Of that total, it generated about $4.6 million from slots, down 19.8 percent from May 2013. And it took in $660,666 from table games, a decrease of 45.6 percent from a year ago.


Its year-to-date total casino revenue of $21.9 million was down 26.7 percent from the same period a year ago.


Charles Pinkett, a Boardwalk rolling-chair operator, said the casino has seemed to be on life support for a while.


“The people have been talking about how there’s no room service,” he said.


Outside Trump Plaza, in the center of the Boardwalk on a busy summer evening, the casino's outdoor eatery was filled with customers and music could be heard from both nearby Kennedy Plaza and a beach bar.


Mark and Alice Aronson, dining outside, said they were surprised and saddened to hear another casino was on the way out. Alice Aronson, a local therapist, said she had clients from Showboat who were dealing with the pain of the likely layoffs.

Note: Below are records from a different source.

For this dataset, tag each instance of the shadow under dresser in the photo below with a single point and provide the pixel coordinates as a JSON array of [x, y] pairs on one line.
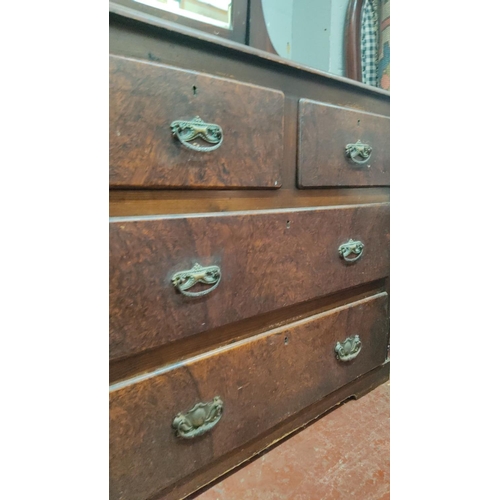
[[249, 252]]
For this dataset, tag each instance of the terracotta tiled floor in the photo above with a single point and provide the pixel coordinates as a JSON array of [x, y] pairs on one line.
[[343, 455]]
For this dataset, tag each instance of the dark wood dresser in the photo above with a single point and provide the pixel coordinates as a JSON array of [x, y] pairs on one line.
[[249, 252]]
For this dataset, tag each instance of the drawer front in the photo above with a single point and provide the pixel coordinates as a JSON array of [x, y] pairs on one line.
[[267, 260], [146, 98], [324, 133], [260, 381]]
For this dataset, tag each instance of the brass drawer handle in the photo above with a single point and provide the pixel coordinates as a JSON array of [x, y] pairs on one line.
[[359, 153], [349, 349], [351, 247], [184, 280], [189, 130], [199, 419]]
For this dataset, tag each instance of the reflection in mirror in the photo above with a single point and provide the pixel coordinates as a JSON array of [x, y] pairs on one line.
[[317, 37], [215, 12]]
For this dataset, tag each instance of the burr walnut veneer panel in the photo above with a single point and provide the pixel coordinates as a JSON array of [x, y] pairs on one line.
[[268, 260], [261, 381], [145, 98], [324, 133]]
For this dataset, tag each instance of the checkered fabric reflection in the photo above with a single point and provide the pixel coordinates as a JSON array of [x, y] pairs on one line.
[[369, 43]]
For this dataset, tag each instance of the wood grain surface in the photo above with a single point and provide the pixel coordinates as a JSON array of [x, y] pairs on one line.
[[268, 260], [262, 381], [324, 132], [145, 98]]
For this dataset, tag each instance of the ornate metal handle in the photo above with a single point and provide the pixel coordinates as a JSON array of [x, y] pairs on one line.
[[348, 349], [184, 280], [351, 247], [359, 153], [199, 419], [187, 131]]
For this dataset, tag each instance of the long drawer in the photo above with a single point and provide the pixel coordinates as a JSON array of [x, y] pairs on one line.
[[265, 261], [172, 128], [250, 387], [341, 147]]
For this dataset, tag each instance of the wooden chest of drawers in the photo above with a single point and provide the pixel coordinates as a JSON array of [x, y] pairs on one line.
[[249, 254]]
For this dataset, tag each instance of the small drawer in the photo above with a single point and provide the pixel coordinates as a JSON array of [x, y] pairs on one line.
[[341, 147], [176, 276], [171, 128], [248, 388]]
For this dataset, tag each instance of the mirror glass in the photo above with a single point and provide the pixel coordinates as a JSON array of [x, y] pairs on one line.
[[314, 34], [215, 12]]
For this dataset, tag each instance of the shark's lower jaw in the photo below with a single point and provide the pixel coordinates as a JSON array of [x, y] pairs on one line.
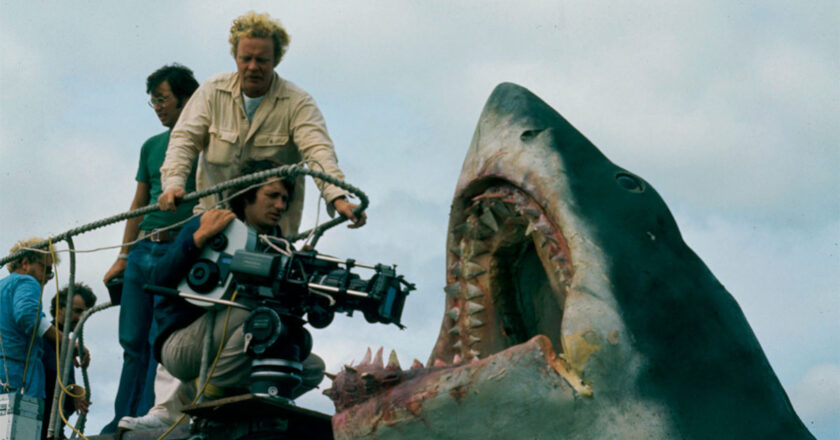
[[508, 270]]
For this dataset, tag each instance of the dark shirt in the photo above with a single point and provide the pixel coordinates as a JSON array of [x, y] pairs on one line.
[[174, 313]]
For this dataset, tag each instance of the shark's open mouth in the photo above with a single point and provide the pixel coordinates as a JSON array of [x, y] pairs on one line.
[[508, 269], [573, 309], [507, 273]]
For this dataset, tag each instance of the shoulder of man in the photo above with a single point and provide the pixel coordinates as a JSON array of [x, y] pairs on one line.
[[154, 141], [223, 81], [24, 282]]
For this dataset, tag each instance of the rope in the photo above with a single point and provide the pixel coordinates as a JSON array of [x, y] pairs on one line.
[[312, 235], [282, 171], [78, 338]]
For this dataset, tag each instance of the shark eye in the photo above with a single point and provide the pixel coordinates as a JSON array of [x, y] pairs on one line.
[[630, 183], [528, 135]]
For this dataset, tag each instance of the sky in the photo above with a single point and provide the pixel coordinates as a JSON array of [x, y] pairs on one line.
[[731, 110]]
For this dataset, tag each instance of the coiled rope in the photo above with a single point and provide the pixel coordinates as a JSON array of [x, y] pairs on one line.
[[282, 171], [314, 234]]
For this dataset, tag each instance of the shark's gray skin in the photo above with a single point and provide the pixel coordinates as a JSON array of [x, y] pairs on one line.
[[639, 339]]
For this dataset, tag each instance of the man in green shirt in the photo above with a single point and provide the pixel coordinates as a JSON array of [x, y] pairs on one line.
[[170, 87]]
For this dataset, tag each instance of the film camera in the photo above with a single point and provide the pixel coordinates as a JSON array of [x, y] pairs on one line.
[[285, 288]]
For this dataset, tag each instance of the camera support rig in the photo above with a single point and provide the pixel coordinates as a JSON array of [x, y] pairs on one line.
[[281, 286]]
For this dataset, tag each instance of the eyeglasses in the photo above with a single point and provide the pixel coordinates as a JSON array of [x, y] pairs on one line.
[[158, 101]]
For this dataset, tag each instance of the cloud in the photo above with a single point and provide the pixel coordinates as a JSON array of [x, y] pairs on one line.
[[817, 400]]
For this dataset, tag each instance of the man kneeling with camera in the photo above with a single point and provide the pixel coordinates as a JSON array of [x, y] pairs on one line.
[[182, 325]]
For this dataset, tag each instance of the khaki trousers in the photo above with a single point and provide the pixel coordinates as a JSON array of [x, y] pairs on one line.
[[181, 356]]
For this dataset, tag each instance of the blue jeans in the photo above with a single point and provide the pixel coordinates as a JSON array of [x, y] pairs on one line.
[[136, 395]]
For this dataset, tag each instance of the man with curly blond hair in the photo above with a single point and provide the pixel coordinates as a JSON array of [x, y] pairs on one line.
[[252, 113]]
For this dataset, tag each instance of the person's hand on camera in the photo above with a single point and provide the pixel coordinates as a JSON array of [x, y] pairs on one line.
[[212, 222], [167, 201], [345, 208]]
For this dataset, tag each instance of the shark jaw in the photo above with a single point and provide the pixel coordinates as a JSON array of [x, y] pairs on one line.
[[573, 309]]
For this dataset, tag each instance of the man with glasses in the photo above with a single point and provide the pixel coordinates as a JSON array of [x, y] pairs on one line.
[[170, 88], [22, 323], [83, 299]]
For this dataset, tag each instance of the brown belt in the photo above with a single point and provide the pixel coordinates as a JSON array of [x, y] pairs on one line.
[[164, 236]]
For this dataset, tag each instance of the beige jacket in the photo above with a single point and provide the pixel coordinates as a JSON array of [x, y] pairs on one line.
[[287, 126]]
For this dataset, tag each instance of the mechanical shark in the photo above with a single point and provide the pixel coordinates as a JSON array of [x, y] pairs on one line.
[[574, 310]]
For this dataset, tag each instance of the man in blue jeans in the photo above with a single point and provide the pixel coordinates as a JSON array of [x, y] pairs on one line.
[[170, 87]]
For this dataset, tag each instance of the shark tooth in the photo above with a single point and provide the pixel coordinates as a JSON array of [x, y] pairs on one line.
[[490, 221], [530, 229], [453, 313], [545, 229], [473, 291], [377, 360], [393, 361], [452, 289], [558, 258], [480, 232], [474, 308], [478, 248], [473, 270], [501, 210], [456, 269], [461, 229], [530, 211]]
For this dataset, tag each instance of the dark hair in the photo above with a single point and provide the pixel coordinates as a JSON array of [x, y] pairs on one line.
[[237, 204], [180, 79], [80, 289]]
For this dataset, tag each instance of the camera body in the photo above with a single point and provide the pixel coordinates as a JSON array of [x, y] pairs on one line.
[[291, 288], [271, 271]]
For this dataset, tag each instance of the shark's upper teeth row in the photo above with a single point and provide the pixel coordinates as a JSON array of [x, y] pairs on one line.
[[497, 212]]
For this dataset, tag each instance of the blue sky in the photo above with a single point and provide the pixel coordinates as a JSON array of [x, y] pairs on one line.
[[729, 110]]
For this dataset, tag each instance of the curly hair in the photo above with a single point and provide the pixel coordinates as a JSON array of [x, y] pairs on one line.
[[237, 204], [253, 25], [28, 255]]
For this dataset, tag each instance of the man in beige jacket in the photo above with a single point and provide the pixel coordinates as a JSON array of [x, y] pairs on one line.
[[252, 114]]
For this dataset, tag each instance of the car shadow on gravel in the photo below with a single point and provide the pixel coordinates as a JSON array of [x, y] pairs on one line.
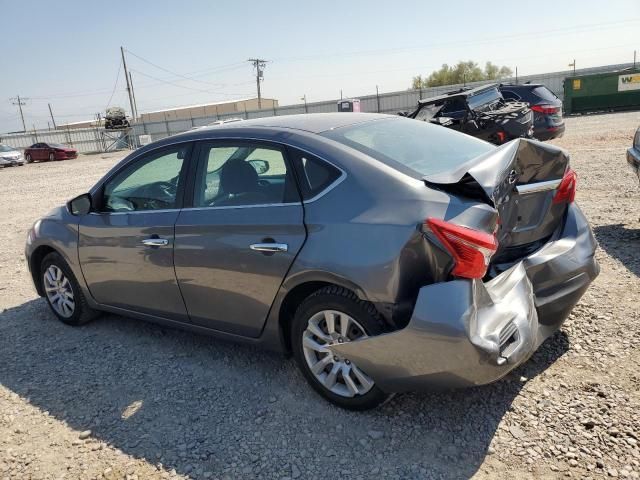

“It’s a shame,” she said. “This is a good place. I heard Donald Trump is not involved anymore. I thought maybe he’d fight for it. It seems, one by one, they're not taking care of their employees.”


Trump Plaza’s closing would leave one Trump-brand casino in Atlantic City — the Trump Taj Mahal, between Resorts Casino Atlantic City and the soon-to-close Showboat.